Given the importance of Latino workers in restaurant kitchens all over the United States, Pace salsa billionaire Christopher Goldsbury's announcement that he is donating $35 million to the Culinary Institute of America "for a push to deepen the United States' relationship with food from Latin America and help restaurant workers move ahead in the kitchen" represents the first institutional recognition that the aforementioned Latino workers have ever received. It's about time.

3 Comments:

so, how does $35 mil to whitey-fied CIA exactly help all the poor, underpaid mexican dishwashers and cooks in this country?

Good question. We'll have to see how it all unfolds. Here's what the Times piece said:

"Mr. Goldsbury is giving $35 million to the Culinary Institute of America, a gift thought to be the largest single donation to culinary education.
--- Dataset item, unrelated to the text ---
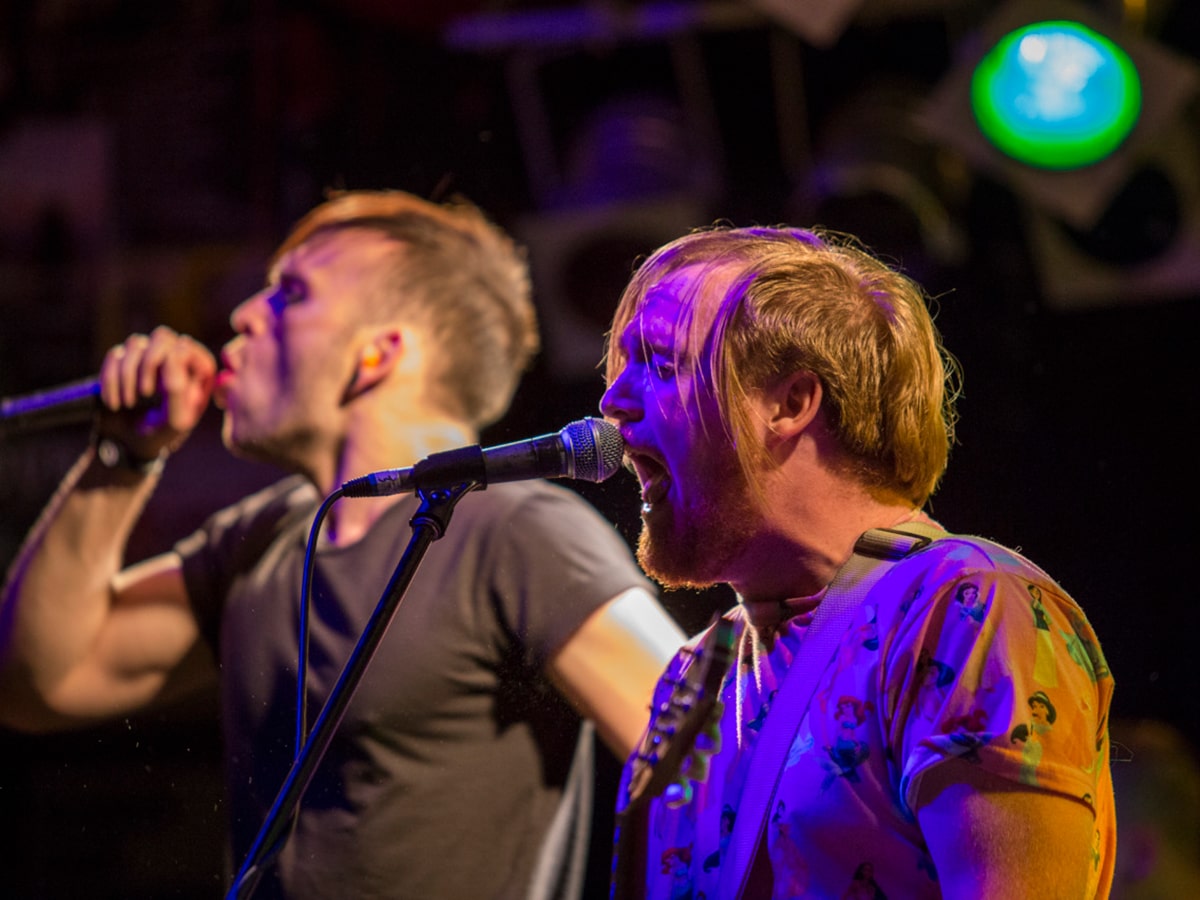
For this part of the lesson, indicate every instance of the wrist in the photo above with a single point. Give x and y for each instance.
(114, 455)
The school will use $7 million to expand its Center for Foods of the Americas in San Antonio and another $5 million to build a center dedicated to teaching Latin American cuisine at the institute’s main campus in Hyde Park, N.Y."

"The bulk of the donation, $23 million, will feed scholarships that will pay for students to attend the center’s 30-week program in San Antonio. The best of those students will be sent to the Culinary Institute’s main campus in New York to work toward a two- or four-year degree in a program specializing in foods from countries such as Mexico, Cuba, Argentina and Peru."

No one's doing anything else, so I do applaud the idea, however, I think this is going in a totally wrong direction. I doubt that most immigrants working in the industry are eligible for these scholarships or can even make it through the strict requirements of getting into the CIA. Most of them can't even speak english. These people are here trying to make money to send to their families in other countries. It's nice that they could get an education paid for, but most can't afford to quit their jobs or move to Hyde Park and forfeit their income.
AND even if they did get in, they don't need to learn about food from their own countries. They need to specialize in French and classical technique. to get jobs in good restaurants, that will pay well. Even though, I still feel that being an immigrant & having brown skin will guarantee a lower wage, no matter what your background, then again, I am also the cynical chef that thinks old people shouldn't cook.
It seems we should spend that money on developing skills of the people that are already in the industry, providing health insurance, english classes to the people that are willing to take an hour or so out of their 18-hour work days, and it shouldn't be in San Antonio. It should be in New York City, Chicago or any of the hubs of the culinary world that make the most money off these hard-working immigrants.